La sortie à l’Action Christine de La baronne de Minuit (1939) de Mitchell Leisen, sur un scénario de Charles Brackett et Billy Wilder, est l’occasion de redécouvrir l’unique comédienne française à avoir véritablement fait carrière à Hollywood, à jeu égal avec les stars américaines de l’époque : Claudette Colbert (1903-1996).

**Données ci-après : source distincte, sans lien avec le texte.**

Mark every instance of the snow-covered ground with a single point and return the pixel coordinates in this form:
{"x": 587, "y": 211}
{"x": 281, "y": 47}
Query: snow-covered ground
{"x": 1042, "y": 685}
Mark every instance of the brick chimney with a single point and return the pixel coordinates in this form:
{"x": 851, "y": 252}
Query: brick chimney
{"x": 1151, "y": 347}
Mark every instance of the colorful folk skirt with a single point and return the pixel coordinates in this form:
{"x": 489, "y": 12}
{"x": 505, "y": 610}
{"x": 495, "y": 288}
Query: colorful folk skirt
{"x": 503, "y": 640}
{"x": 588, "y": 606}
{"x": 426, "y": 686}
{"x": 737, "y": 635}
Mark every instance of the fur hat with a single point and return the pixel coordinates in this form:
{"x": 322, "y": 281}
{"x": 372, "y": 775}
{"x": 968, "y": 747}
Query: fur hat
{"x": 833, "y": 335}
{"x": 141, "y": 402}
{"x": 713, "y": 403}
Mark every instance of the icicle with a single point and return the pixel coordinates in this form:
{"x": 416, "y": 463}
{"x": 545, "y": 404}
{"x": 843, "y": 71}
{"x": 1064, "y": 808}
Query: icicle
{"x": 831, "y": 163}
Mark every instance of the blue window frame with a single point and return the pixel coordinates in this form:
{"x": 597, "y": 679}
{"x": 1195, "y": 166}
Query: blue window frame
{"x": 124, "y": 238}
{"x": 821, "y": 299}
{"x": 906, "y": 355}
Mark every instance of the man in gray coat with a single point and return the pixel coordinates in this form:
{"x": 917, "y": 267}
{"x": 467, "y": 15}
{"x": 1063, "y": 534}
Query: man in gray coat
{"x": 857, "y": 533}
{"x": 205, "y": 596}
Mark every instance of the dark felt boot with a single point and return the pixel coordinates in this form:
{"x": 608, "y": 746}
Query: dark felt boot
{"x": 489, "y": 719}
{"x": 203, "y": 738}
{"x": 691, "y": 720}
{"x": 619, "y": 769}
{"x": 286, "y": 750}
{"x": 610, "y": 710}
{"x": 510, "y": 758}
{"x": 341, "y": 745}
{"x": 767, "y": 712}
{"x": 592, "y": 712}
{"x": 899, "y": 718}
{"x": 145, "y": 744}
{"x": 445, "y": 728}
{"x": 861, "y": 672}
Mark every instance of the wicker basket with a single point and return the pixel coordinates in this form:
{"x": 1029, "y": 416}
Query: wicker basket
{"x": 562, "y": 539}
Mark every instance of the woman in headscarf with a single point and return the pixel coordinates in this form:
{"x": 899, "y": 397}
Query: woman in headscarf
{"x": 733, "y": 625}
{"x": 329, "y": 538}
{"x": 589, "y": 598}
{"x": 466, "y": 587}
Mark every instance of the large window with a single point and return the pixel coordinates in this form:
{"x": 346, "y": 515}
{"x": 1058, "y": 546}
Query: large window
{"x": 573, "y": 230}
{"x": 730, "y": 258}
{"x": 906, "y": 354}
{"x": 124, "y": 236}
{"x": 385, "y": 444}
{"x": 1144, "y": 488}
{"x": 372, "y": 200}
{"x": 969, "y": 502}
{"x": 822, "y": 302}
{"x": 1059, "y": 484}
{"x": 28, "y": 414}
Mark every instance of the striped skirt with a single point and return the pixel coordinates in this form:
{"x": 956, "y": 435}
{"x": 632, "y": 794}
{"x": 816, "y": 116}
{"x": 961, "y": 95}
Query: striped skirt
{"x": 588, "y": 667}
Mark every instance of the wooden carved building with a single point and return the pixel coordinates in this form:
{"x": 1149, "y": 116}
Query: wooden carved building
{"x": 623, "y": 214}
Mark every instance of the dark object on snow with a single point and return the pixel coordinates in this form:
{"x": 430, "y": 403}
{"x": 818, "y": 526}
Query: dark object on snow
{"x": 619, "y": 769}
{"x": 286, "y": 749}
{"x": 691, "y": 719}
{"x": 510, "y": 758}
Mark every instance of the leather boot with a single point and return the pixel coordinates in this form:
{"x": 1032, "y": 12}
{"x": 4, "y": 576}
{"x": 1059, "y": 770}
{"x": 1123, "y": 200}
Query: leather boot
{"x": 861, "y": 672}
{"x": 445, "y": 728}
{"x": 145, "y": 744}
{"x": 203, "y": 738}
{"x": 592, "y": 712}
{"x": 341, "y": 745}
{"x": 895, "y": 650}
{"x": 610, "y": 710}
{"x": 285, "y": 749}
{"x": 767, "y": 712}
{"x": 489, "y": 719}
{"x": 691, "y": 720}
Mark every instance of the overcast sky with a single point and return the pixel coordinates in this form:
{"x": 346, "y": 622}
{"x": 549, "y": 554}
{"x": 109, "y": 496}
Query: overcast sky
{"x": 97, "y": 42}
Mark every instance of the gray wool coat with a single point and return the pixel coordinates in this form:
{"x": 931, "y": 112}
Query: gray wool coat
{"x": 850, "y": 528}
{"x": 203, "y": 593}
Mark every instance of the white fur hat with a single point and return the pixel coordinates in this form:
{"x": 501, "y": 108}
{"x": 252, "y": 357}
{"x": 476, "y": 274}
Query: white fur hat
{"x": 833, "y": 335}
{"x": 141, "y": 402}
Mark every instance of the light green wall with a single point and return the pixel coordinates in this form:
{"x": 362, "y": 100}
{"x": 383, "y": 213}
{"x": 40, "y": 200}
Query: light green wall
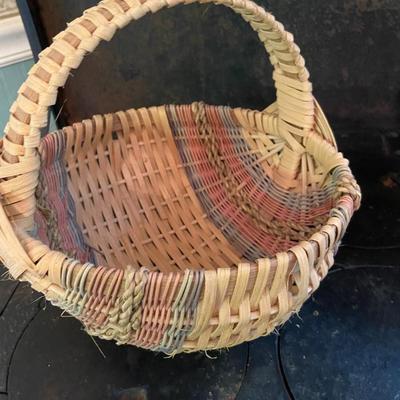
{"x": 11, "y": 78}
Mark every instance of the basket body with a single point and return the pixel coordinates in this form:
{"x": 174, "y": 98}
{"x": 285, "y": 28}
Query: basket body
{"x": 174, "y": 228}
{"x": 142, "y": 188}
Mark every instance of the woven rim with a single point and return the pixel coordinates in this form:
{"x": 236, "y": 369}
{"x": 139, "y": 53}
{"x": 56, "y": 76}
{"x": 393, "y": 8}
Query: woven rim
{"x": 300, "y": 122}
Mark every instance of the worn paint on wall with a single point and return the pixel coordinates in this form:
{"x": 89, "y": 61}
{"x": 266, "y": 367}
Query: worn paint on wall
{"x": 205, "y": 52}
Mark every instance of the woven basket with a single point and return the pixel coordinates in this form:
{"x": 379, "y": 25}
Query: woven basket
{"x": 173, "y": 228}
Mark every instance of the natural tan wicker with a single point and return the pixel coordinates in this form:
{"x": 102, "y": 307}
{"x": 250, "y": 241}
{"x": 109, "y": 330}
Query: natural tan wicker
{"x": 173, "y": 228}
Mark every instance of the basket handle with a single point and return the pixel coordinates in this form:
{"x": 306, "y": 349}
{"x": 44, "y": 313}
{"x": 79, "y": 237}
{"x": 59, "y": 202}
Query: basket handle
{"x": 29, "y": 112}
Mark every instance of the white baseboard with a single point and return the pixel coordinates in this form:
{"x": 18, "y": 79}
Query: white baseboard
{"x": 14, "y": 45}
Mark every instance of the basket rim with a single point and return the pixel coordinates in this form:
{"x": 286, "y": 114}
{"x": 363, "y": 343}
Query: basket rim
{"x": 332, "y": 231}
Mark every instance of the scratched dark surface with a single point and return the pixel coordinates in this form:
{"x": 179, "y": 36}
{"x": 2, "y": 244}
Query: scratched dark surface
{"x": 344, "y": 344}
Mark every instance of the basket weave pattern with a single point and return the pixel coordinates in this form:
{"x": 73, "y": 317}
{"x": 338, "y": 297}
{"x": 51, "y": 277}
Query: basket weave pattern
{"x": 173, "y": 228}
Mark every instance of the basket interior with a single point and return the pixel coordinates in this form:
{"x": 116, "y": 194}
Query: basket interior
{"x": 157, "y": 187}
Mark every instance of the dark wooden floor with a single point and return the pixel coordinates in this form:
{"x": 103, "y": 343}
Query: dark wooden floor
{"x": 345, "y": 343}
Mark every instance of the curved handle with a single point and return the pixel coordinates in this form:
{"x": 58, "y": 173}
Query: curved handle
{"x": 29, "y": 112}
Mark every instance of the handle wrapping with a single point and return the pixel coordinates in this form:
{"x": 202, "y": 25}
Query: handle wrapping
{"x": 29, "y": 112}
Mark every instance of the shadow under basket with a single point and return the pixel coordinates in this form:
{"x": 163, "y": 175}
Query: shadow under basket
{"x": 174, "y": 228}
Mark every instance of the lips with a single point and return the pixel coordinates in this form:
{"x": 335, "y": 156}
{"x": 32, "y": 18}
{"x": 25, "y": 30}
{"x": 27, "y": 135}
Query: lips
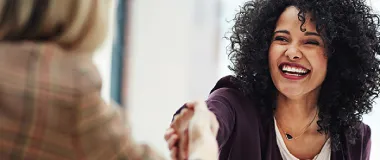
{"x": 293, "y": 71}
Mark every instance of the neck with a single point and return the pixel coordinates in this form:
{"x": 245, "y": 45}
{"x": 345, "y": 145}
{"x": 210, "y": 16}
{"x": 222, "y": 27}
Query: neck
{"x": 296, "y": 113}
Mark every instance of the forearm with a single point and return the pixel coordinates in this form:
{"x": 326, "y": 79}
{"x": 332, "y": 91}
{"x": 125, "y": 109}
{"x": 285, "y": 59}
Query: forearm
{"x": 205, "y": 148}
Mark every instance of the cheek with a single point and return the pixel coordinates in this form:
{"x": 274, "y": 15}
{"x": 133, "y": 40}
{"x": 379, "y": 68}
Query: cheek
{"x": 319, "y": 64}
{"x": 273, "y": 55}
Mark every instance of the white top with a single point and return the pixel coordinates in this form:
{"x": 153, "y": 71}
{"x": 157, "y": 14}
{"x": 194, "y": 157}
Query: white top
{"x": 325, "y": 153}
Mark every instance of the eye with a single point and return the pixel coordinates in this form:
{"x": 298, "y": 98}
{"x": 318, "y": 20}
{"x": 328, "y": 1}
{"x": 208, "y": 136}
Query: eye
{"x": 280, "y": 38}
{"x": 312, "y": 42}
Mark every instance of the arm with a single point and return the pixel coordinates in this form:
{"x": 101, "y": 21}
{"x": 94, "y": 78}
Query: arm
{"x": 220, "y": 103}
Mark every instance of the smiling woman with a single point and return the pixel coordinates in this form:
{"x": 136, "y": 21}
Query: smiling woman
{"x": 305, "y": 72}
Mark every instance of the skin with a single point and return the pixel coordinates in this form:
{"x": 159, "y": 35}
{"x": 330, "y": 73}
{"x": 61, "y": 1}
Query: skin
{"x": 297, "y": 99}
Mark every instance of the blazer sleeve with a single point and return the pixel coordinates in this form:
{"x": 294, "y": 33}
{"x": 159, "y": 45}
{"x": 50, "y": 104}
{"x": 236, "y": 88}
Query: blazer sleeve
{"x": 367, "y": 143}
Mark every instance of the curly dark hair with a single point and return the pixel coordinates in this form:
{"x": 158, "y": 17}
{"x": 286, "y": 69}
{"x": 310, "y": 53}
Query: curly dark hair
{"x": 351, "y": 33}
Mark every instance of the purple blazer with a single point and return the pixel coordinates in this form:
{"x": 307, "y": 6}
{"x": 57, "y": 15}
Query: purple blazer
{"x": 244, "y": 133}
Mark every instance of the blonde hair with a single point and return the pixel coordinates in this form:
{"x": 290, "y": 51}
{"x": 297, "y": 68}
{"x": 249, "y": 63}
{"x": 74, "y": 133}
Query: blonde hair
{"x": 79, "y": 25}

Cette comédie de moeurs dont la construction et l’intelligence rappellent les meilleures comédies de Billy Wilder (La garçonnière, Certains l’aiment chaud, etc.) est un ballet amoureux entre une arriviste ruinée qui débarque à Paris sans argent (Claudette Colbert), un chauffeur de taxi amoureux de la belle (Don Ameche), et un millionnaire qui paie cette Cendrillon d’un soir pour récupérer sa femme tombée dans les bras d’un Dom Juan de pacotille.

La baronne de minuit offre aussi l’occasion de s’intéresser à un personnage à part entière du cinéma hollywoodien, la Française, qui de Miriam Hopkins dans Sérénade à trois (1933) à Audrey Tautou dans le Da Vinci code (2006), et en attendant Marion Cotillard, a insufflé un je-ne-sais-quoi de fantaisie dans les jeux de l’amour. Claudette Colbert a elle-même donné ses charmes au fantasme de la Française, notamment dans La huitième femme de barbe-bleue de Lubitsch, où elle rendait fou un autre Dom Juan interprété par Gary Cooper, et New-York Miami de Capra, où elle séduisait Clark Gable.

Le film de Mitchell Leisen est d’autant plus contemporain qu’il brode autour de la question existentielle du couple moderne : comment récupérer l’être aimé dont l’âme vagabonde ? Et la malice de Claudette Colbert est l’occasion de se dire que les Françaises qui ont fait leur route à Hollywood sont celles qui ont imposé l’idée selon laquelle en amour, la folie ne se guérit que par l’invention d’un nouveau jeu.